According to XDA-Developers, a technology journalist recently experimented with using Google’s NotebookLM as an unconventional video creation tool, despite the AI research assistant not being designed for video editing. The writer tested the Video Overview feature, which normally creates narrated slides from notebook content, but discovered it could generate surprisingly sophisticated animated illustrations when given creative prompts. By selecting from styles including Anime, Paper Craft, Heritage, and Retro Print, and providing specific thematic instructions like “focus on the themes of fear, folklore, and supernatural belief,” the tool produced compelling visual narratives. The generated videos required minimal cleanup in external editors like CapCut, taking only about ten minutes to refine by removing audio and text-heavy sections. This experiment reveals unexpected creative potential in what’s primarily marketed as a research tool.
The Quiet Convergence of AI Tools
What makes this experiment particularly significant is how it reflects the broader trend of AI tool convergence. We’re seeing specialized AI applications increasingly capable of performing tasks outside their original design scope. NotebookLM was conceived as a research and study companion, yet its underlying multimodal capabilities enable creative applications the developers may not have prioritized. This pattern mirrors what we’ve seen with other AI tools – ChatGPT generating images, Midjourney handling text, and Claude analyzing documents. The boundaries between research tools, creative assistants, and content generators are becoming increasingly porous, which has profound implications for how we think about software categories and user workflows.
The Coming Disruption in Content Creation Tools
The ability to generate basic animated content from research notes represents a potential disruption point for the content creation market. While NotebookLM won’t replace professional video editors like Premiere Pro or DaVinci Resolve anytime soon, it could threaten simpler animation tools and template-based video platforms. The fact that users can generate thematic illustrations from text descriptions – without any design skills – lowers the barrier for creating visual content significantly. This positions AI research tools as potential competitors to entry-level design platforms, forcing established players to either enhance their AI capabilities or risk losing users who discover they can accomplish basic creative tasks with tools they already use for other purposes.
The New Creative Workflow Paradigm
Perhaps the most interesting aspect of this experiment is the hybrid workflow it demonstrates. The user didn’t attempt to use NotebookLM as a complete video solution but rather as a creative starting point that fed into traditional editing tools. This represents an emerging pattern in AI-assisted creativity: using AI for ideation and initial asset generation, then refining with human expertise and traditional tools. For content creators, this means developing new skills in AI prompting and understanding which parts of the creative process benefit most from AI assistance versus human touch. The most successful creators in the coming years will be those who master this hybrid approach, knowing when to leverage AI for efficiency and when to apply human judgment for quality.
Strategic Implications for Google and Competitors
For Google, these unexpected use cases present both opportunity and challenge. On one hand, discovering that users are creatively repurposing NotebookLM validates the platform’s flexibility and could inform future development priorities. However, it also raises questions about product positioning and resource allocation. Should Google lean into these creative applications or remain focused on the research and education market? Competitors like Microsoft with Copilot and Anthropic with Claude will be watching closely, as these findings suggest there’s untapped potential in making AI assistants more creatively capable. The race may no longer be just about who has the best research assistant, but who can build the most versatile creative partner.
The Reality Check: Current Limitations and Future Potential
Despite the promising results, the experiment revealed significant limitations that highlight where we are in the AI content creation journey.
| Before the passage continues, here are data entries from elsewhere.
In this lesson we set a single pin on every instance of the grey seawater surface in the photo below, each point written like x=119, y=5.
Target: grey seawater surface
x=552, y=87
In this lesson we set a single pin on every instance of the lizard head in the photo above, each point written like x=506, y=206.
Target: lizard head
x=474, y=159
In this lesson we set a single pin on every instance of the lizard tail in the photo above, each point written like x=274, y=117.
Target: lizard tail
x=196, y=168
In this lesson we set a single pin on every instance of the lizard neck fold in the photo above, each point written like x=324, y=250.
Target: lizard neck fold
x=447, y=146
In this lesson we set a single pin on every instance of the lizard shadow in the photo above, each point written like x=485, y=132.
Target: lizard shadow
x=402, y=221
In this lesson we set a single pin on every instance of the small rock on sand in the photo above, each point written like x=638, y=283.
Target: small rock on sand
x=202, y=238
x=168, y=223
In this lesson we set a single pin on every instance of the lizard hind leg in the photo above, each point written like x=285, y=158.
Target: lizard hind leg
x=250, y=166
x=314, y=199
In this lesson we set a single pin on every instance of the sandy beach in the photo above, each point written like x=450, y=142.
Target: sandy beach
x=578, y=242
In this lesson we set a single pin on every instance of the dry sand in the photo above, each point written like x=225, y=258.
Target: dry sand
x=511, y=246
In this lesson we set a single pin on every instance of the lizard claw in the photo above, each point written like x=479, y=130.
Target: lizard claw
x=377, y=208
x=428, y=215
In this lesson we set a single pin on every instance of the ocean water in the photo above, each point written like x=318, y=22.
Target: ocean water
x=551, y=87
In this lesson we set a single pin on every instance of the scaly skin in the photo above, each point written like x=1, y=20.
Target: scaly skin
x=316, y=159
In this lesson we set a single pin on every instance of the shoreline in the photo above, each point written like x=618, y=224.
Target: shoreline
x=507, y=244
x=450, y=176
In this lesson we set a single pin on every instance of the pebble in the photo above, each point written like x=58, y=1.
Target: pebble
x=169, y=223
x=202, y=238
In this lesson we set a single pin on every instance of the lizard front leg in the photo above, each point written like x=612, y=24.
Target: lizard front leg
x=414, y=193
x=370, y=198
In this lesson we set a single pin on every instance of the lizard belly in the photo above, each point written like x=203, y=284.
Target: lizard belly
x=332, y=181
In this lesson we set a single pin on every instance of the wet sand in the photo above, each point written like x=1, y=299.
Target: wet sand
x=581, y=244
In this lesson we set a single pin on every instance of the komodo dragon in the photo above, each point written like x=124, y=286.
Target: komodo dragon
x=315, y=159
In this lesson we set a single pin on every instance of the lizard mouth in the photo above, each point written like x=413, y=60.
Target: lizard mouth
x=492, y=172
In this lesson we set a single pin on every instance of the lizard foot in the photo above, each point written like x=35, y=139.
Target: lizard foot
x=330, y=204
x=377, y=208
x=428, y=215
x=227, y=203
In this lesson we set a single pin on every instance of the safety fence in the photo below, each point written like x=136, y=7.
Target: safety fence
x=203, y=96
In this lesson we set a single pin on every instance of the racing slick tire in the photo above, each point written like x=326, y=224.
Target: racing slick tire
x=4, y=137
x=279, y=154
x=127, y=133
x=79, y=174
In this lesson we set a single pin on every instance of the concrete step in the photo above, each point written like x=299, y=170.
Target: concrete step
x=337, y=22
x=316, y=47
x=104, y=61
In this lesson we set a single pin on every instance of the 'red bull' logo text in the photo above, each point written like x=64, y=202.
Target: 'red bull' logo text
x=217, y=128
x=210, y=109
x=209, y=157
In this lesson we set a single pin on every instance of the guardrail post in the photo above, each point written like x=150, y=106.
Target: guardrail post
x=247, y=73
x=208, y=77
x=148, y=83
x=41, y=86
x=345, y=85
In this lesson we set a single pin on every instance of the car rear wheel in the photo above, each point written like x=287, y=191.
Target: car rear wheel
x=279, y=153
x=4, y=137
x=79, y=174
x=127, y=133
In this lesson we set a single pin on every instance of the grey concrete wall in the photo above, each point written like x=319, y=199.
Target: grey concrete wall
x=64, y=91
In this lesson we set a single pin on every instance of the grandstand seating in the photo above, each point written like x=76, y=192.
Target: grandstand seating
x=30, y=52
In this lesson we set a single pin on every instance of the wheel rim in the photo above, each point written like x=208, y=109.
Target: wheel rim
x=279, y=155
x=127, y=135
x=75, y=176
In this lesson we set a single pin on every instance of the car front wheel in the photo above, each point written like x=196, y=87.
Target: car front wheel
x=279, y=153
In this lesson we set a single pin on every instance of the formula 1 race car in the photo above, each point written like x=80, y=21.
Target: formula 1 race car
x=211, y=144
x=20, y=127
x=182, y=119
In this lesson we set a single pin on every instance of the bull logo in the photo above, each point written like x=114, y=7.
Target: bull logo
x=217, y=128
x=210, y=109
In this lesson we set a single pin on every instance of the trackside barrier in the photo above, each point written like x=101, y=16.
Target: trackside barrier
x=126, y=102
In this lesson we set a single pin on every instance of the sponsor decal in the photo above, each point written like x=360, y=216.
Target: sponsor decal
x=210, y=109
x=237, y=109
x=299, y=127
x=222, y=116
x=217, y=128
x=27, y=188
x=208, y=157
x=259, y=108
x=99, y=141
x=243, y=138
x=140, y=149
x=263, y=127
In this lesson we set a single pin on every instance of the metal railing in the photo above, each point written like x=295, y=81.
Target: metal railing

The tool struggled with specific visual instructions like color palette requests and couldn’t exclude text from graphics when prompted. These limitations underscore that while AI can generate impressive content, it still lacks the precision and control that professional creators require. However, the rapid pace of AI development suggests these limitations may be temporary. Within the next 12-18 months, we can expect much finer control over generated content, potentially making tools like NotebookLM viable for more professional applications. The key will be balancing ease of use with the granular control that serious creators demand.